Not content with the dog and pony shows conducted by Senate Republicans, U.S. Sen. Michael Bennet says he abandoned those chambers yesterday and fled to the House where Democrats shut down the floor by staging a sit-in to demand
media attention gun control.
We can’t verify he was actually there, because the C-SPAN cameras automatically turn off when the House is not in session, and that occurred shortly after the Democrats began reliving their glory days of the 1960s.
— CSPAN (@cspan) June 22, 2016
The Durango Herald is the only media reporting Bennet took part. We spent considerable time parsing Bennet’s phrasing “I joined so and so in calling for such and such” — it’s the common vernacular for “I think that too,” not so much “I actually did that!”
We also scoured photos and videos on social media to determine whether for some odd reason, a U.S. Senator was actually intruding on House floor activities.
We couldn’t find him.
We didn’t think senators were allowed in the House except when invited for events like the State of the Union or joint sessions of Congress. And for that matter, we’ve never seen a lowly House members running around the floor of the upper chamber.

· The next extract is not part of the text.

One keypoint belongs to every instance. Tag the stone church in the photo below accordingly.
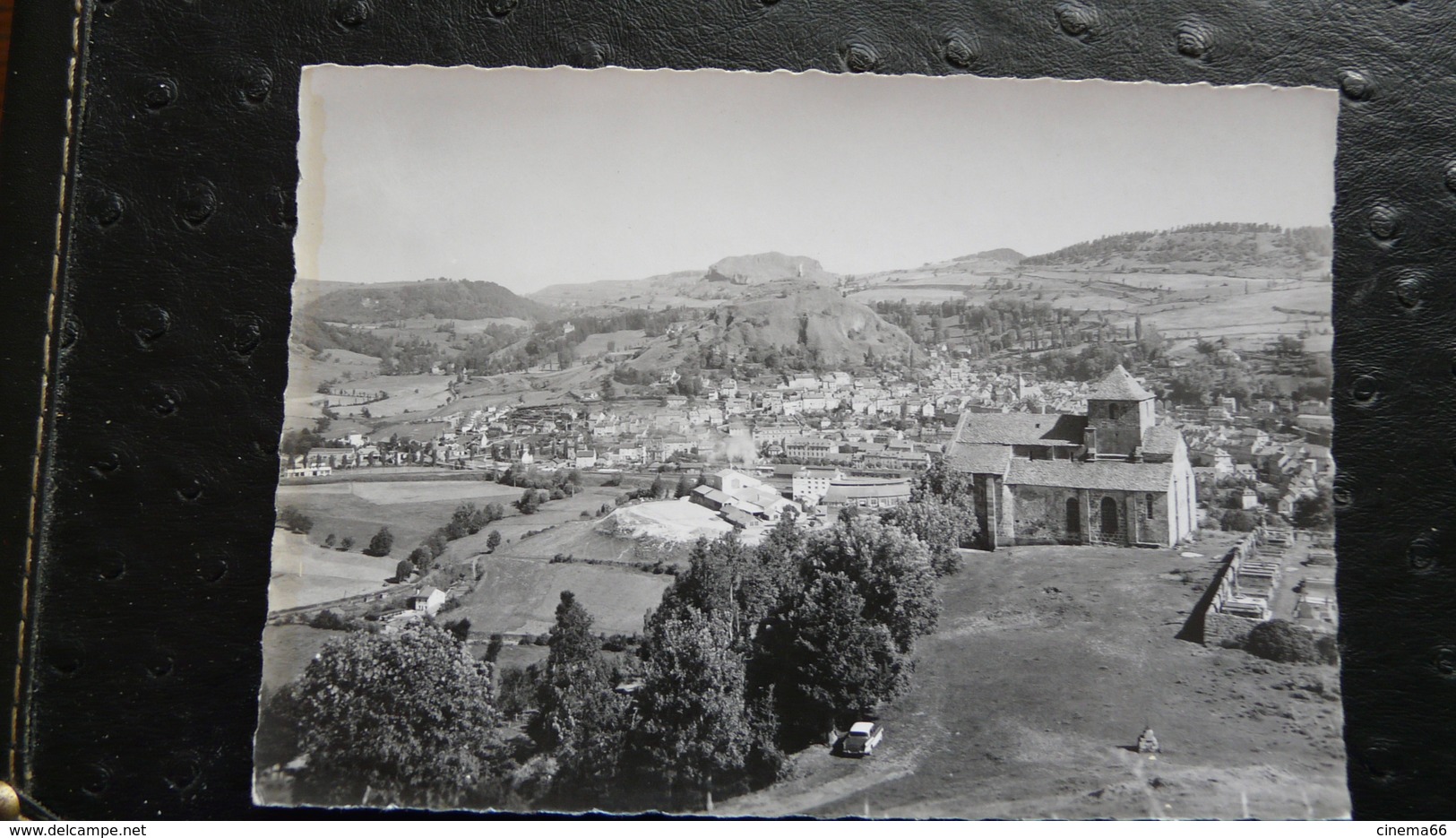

Then we found this nugget, which suggests it could conceivably be true:
Several Democratic senators crossed the Capitol on Wednesday to join protesters, including Senators Elizabeth Warren, Tim Kaine and Cory Booker, all mentioned as potential running mates for presumptive Democratic presidential nominee Hillary Clinton, who voiced her support on Twitter.
Now there’s a precedent we didn’t research, whether it’s standard procedure for senators jockeying for the Veep slot to push their way into House business if it endears them to the party’s presumptive presidential nominee.
In that case, perhaps Bennet was actually there.